Option B — use stub bytecode for flow testing: Build the deploy tx from the generated .bin (e.g. with cast or a small script), sign it, and pass the signed tx to DAL to test deploy + orchestration without real logic on-chain.
Orchestration in DAL: A separate DAL script (or the same codebase, different entry) receives the signed deployment tx (e.g. from env, CI, or a deploy service), calls chain::deploy(chain_id, "ServiceName", { "raw_transaction": hex }), and uses the returned address for:
- chain::call(chain_id, address, "methodName", args) for subsequent calls
- Logging, multi-chain registration, or agent workflows

So: one language (DAL) for both the contract definition and the deploy/call orchestration; Solidity (generated, or hand-filled for non-decentralized) + solc give you EVM bytecode; external tooling builds and signs the deploy tx; DAL submits and orchestrates.

Practical uses for the stub (oracles, NFT modules)

Note: This section applies to services without @trust("decentralized"). Decentralized-v1 services generate real function bodies (not stubs) for the supported subset — those contracts are deployable as-is.

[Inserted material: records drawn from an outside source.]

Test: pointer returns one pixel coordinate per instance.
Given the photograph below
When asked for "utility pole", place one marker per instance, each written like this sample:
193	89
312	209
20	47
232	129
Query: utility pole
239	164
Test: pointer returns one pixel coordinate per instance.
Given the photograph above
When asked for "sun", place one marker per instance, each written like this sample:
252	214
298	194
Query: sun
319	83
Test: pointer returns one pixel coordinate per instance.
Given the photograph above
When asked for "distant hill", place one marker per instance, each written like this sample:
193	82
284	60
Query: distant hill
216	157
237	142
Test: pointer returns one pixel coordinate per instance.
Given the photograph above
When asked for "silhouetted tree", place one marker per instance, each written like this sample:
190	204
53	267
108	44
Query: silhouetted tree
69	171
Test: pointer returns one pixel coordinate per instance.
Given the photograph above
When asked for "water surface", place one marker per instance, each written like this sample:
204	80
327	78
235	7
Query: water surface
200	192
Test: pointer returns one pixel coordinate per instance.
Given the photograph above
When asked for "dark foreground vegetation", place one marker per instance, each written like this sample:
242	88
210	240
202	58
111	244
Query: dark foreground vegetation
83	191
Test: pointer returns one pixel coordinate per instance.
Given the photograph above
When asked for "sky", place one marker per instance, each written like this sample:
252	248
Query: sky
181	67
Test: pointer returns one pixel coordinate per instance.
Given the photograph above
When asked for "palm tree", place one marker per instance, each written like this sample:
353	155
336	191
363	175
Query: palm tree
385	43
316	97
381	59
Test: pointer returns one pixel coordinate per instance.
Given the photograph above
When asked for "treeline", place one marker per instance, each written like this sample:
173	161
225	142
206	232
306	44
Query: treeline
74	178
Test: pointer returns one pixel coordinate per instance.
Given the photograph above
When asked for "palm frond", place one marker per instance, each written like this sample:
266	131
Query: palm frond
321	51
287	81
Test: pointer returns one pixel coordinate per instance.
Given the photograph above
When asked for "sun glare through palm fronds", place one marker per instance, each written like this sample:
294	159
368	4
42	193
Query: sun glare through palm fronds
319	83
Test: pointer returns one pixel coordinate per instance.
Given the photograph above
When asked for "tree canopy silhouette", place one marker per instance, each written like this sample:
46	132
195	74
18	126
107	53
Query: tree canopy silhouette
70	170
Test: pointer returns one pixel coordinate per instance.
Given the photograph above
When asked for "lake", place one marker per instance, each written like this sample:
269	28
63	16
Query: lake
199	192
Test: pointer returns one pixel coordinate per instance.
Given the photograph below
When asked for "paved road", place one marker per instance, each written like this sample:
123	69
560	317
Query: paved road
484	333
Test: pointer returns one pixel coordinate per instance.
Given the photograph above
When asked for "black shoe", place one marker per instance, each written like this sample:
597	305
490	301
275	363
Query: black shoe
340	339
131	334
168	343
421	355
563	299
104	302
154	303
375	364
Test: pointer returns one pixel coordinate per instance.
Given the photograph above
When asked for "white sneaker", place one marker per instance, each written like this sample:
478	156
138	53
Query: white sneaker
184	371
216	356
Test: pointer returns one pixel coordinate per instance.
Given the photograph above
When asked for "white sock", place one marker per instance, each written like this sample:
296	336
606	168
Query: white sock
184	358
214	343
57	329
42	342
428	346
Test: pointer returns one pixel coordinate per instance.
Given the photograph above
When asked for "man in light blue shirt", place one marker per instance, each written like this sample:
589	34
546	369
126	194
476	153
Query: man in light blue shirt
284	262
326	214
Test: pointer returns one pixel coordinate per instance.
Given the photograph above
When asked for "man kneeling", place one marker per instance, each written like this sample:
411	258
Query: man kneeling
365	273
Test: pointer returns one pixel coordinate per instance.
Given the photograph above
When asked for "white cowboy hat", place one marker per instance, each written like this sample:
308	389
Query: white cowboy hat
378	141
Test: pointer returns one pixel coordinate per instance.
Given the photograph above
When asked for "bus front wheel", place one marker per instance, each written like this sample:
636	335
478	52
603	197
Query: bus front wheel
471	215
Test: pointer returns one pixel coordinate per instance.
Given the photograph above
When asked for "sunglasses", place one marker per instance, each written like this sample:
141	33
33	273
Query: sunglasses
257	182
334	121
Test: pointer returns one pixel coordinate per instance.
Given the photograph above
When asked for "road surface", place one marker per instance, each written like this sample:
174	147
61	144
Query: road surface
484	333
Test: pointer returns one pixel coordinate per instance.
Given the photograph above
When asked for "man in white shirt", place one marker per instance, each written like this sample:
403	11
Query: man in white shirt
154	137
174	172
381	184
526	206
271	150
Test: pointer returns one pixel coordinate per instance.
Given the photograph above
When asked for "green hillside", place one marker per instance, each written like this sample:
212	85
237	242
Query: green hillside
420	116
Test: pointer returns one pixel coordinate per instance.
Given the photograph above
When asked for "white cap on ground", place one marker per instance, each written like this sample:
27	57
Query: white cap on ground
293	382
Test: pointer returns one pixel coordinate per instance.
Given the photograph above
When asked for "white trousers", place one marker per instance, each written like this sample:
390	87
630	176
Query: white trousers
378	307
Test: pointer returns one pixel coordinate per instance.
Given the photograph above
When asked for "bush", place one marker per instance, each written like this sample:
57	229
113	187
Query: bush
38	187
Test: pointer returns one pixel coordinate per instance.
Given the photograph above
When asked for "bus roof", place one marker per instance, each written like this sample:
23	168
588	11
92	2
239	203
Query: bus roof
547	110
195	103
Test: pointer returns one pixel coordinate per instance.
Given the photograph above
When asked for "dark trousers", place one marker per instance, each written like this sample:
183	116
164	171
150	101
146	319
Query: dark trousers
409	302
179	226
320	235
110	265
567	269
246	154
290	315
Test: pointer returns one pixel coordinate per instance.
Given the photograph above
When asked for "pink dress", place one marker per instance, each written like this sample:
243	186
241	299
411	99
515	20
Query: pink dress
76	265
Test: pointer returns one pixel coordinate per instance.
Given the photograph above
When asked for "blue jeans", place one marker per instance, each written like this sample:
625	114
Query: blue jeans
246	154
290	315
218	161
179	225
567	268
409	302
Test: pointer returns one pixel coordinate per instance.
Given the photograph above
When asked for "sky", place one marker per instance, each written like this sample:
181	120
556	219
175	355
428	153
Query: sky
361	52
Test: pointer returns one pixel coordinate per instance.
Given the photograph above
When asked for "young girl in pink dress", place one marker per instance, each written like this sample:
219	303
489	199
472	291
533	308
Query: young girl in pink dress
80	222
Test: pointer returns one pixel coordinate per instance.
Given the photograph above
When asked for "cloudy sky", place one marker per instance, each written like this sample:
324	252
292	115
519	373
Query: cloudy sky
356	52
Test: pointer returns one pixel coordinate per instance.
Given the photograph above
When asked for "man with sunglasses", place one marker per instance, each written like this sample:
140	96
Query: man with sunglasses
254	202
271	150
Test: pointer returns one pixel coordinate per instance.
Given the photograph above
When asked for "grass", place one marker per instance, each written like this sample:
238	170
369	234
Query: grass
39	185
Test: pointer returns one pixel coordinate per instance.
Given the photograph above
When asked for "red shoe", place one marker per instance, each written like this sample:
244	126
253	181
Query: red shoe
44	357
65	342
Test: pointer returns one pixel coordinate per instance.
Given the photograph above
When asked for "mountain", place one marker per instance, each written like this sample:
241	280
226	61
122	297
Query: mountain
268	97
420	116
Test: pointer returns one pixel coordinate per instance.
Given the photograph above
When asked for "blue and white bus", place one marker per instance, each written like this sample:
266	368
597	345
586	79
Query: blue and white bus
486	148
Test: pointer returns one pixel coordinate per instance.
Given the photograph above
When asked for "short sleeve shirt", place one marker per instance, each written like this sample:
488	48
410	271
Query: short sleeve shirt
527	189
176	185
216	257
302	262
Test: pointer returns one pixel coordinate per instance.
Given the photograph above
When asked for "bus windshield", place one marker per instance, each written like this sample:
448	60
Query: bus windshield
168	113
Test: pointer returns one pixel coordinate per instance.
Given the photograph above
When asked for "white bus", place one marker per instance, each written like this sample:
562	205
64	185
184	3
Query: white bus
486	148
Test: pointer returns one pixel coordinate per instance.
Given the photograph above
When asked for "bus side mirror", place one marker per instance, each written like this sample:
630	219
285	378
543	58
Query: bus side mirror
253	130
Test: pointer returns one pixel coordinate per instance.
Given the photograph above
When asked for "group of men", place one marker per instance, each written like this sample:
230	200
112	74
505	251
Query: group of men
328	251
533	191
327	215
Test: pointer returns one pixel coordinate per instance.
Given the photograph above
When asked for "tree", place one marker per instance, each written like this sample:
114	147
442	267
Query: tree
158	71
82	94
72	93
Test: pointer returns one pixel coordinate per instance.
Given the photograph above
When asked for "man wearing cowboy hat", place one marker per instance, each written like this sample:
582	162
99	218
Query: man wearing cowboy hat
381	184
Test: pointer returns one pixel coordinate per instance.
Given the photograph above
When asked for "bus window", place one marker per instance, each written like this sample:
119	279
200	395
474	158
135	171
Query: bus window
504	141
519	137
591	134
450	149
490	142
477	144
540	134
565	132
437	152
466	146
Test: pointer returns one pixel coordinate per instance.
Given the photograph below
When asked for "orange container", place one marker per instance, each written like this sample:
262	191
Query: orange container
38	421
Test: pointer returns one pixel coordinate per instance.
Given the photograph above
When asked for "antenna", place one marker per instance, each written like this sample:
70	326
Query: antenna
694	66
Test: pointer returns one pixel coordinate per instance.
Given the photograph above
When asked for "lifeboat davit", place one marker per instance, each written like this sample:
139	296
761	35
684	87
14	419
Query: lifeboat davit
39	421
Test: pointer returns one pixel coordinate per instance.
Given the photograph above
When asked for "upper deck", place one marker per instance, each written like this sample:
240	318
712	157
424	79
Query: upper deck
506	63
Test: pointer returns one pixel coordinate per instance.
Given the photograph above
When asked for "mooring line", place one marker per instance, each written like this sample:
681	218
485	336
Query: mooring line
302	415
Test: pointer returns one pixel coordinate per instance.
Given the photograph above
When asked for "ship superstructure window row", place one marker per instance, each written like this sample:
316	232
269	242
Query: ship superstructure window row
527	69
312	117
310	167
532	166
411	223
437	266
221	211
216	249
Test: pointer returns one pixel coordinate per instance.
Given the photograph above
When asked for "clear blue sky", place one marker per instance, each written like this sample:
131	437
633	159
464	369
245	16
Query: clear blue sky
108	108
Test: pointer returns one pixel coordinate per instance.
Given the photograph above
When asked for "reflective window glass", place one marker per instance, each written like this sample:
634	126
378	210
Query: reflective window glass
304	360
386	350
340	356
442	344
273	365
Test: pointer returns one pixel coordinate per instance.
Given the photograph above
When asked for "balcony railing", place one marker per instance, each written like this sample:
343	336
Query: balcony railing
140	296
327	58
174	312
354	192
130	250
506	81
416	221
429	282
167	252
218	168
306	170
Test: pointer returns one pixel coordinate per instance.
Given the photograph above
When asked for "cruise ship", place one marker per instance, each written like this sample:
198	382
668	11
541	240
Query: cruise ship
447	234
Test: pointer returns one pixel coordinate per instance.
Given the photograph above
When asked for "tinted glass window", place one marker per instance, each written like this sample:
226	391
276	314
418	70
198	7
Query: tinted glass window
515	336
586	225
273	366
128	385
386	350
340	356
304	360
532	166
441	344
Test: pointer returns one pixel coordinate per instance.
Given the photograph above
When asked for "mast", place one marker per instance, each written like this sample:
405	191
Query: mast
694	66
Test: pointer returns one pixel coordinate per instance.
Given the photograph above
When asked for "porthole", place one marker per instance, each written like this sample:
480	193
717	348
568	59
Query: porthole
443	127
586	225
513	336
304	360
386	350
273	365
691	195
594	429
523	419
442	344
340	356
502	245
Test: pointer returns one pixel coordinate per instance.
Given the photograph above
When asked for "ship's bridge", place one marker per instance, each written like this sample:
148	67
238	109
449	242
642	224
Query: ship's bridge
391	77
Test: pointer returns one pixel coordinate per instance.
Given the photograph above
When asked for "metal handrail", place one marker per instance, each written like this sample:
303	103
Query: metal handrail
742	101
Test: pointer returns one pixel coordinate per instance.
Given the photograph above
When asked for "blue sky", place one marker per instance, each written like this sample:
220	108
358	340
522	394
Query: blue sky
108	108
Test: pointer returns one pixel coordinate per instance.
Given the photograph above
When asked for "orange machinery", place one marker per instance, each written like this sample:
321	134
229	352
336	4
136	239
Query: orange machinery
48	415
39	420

The generated stub has the right interface (state vars, function selectors, events) but every method reverts. That makes it useful in a few concrete ways.

1. Placeholder / reserved address (oracles and modules)

Deploy the stub so your system has a fixed address for “the oracle” or “the NFT module” before the real implementation exists:

Oracles: Your app or DAL script points to oracle_address. If that address is the stub, any call (e.g. getPrice(id)) reverts instead of returning bad or stale data. So “oracle not yet live” or “module disabled” is explicit and safe. When the real oracle is ready, you switch config to the new address (or upgrade via proxy).
NFT / module: Same idea. The stub has mint, transfer, etc. with the correct selectors but they revert. You can deploy “NFT module at 0x…” and have registries or DAL hold that address; no one can mint or transfer until you deploy the real implementation. Useful for (a) deployment order — registry points to stub, then you deploy the real contract and update the registry — or (b) feature flags — point to stub = disabled, point to real = enabled.

So the stub is a safe, interface-correct placeholder: correct ABI and selectors, no behavior until you replace or upgrade.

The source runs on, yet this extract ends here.